ÇANKAYA’daki resepsiyona davet edilmediğim için Cumhurbaşkanı Gül’e teşekkür ederim.
Kendileri, bendenizi Cumhurbaşkanı’nın çağrısına uymamak gibi bir nezaketsizlik yapmaktan kurtardılar.
Çünkü çağrılsaydım Çankaya’ya gitmeyecektim.
Bunun nedeni, Abdullah Gül’le herhangi bir kişisel sorunum olduğu için değil.
Ben Gül’ün siyasi çizgisine ve dünya görüşüne sahip bir insanın, Türkiye Cumhuriyeti Cumhurbaşkanı olmasına karşıyım.
Tarafsız, partilerüstü, toplumun her kesiminin içine sindireceği birinin seçilmesi, ülkenin içinde bulunduğu hassas durum nedeniyle gerekliydi.
Onun için Gül’ün seçilmemesini istedim.
* * *
Ayrıca Abdullah Gül’ün Dışişleri Bakanlığı’nın da başarısız olduğuna inanıyorum.
Çankaya’da tarafsız olamayacağını biliyorum.
"70 milyonu kucaklayacağım" diye verdiği sözleri tutamayacağına da adım gibi eminim.
İşte attığı ilk adım...
Ne yazık ki, benim kendisi hakkındaki olumsuz düşüncelerimi haklı çıkardı.
Cumhurbaşkanlığı Genel Sekreterliği’ne AKP’nin siyasi çizgisindeki Kültür Bakanlığı Müsteşarı Mustafa İsen’i getirmesi, uyması gereken partilerüstü konumla çelişir.
Mustafa İsen son seçimlerde AKP’den aday olmak için başvurmuş ama listelere girememiş ve görevine geri dönmüş bir kişidir.
Böyle bir insanın Cumhurbaşkanlığı Genel Sekreterliği görevini tarafsız yürütmesi beklenebilir mi?
Mustafa İsen’in bir kültür ve sanat adamı olması, bu durumu kurtarmaz.
* * *
Mustafa İsen, Abdullah Gül kabinesinin Kültür Bakanı Hüseyin Çelik tarafından bu göreve getirildi.
Kendisi imam hatip kökenlidir. Tarikatçı olduğu biliniyor.
Siyasi çizgisi yüzde yüz AKP anlayışı ve dünya görüşü doğrultusundadır.
Son seçimde bu partiden aday adayı oldu.
Ben sanat etkinliklerini izlemeye çalışan bir insanım.

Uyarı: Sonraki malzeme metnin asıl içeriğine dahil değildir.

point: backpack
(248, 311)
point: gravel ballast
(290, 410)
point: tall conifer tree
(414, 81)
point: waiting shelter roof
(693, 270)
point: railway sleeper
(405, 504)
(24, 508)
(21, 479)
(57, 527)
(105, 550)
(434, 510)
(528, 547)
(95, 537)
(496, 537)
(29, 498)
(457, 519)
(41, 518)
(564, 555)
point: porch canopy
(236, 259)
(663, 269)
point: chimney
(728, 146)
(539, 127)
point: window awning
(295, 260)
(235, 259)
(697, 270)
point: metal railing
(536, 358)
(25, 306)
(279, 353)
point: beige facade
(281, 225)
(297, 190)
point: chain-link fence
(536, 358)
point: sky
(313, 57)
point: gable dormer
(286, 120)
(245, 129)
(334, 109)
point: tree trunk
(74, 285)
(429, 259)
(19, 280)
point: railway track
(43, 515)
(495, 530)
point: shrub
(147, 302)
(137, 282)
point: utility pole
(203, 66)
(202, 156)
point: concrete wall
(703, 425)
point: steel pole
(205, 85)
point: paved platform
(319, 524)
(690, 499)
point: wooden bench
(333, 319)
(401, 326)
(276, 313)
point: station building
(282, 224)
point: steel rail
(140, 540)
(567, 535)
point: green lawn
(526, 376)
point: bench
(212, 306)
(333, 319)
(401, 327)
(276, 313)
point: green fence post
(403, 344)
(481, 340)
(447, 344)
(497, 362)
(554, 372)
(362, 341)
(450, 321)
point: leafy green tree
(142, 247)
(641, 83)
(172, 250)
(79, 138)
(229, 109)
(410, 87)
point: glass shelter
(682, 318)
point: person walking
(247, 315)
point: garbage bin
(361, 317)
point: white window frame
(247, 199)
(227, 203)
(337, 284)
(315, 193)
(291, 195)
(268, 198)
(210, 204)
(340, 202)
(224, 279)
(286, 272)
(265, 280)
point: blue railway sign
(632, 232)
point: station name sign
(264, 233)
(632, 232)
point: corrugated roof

Kültür Bakanlığı Müsteşarı’yla bir kez bile herhangi bir kültür ve sanat etkinliğinde karşılaşmadım.
Müsteşar Bey’in bir kez Atatürk Kültür Merkezi’ndeki bir bale gösterisine geldiğini, onu da dans sürerken yarıda bırakıp çıktığını duydum.
Bunu yazdım ve kınadım.
Beni telefonla aradı. Ankara uçağına yetişmesi gerektiği için gösteriden ayrılmak zorunda kaldığını söyledi.

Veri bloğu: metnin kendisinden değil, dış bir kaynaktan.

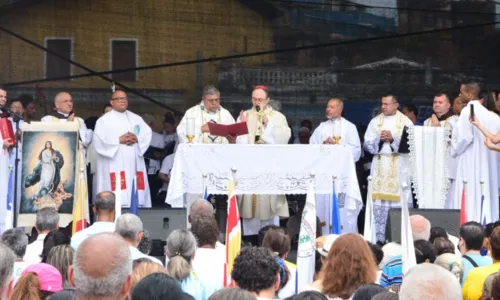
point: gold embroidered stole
(386, 166)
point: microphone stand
(16, 119)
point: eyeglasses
(119, 98)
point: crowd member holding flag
(476, 163)
(120, 140)
(336, 131)
(382, 139)
(104, 210)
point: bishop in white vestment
(120, 139)
(443, 117)
(336, 131)
(477, 165)
(389, 168)
(258, 211)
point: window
(55, 66)
(123, 56)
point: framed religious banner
(49, 169)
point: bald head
(334, 108)
(119, 101)
(199, 208)
(106, 275)
(421, 228)
(63, 103)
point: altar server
(209, 110)
(390, 169)
(265, 126)
(120, 140)
(443, 116)
(336, 131)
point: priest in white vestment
(16, 110)
(336, 131)
(443, 116)
(477, 165)
(120, 139)
(209, 110)
(5, 145)
(258, 211)
(64, 113)
(389, 169)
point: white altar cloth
(264, 169)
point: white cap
(327, 245)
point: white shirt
(96, 228)
(34, 250)
(136, 254)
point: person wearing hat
(42, 278)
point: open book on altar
(236, 129)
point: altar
(265, 169)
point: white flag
(409, 259)
(307, 242)
(369, 232)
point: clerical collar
(60, 115)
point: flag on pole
(307, 242)
(369, 232)
(233, 234)
(336, 227)
(409, 259)
(134, 201)
(9, 217)
(483, 211)
(463, 212)
(80, 207)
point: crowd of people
(110, 260)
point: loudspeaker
(160, 222)
(449, 219)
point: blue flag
(336, 229)
(134, 202)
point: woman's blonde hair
(181, 246)
(145, 268)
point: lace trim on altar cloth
(429, 155)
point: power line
(124, 87)
(310, 3)
(259, 53)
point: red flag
(463, 212)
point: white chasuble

Müsteşar Bey’in ileri sürdüğü gerekçe, bana göre özrü kabahatinden büyük cinstendi.
Onun için bir şey söylemeye gerek görmedim.
Neyse bu atama ülkemize, milletimize hayırlı uğurlu olsun.
* * *
Abdullah Bey yumuşak, hoşgörülü görünmeyi başaran bir insan.
Ama bugüne kadar siyasi çizgisinde bir yumuşama ve değişim olmadı.
O uyumlu görünümünün altında kafasına koyduğunu yapan bir karaktere sahip.
Bu karakterle Çankaya’ya çıktı.
Orada siyasi çizgisini ve dünya görüşünü değiştirmez.
Onun için özde değil, olsa olsa sözde tarafsız olabilir.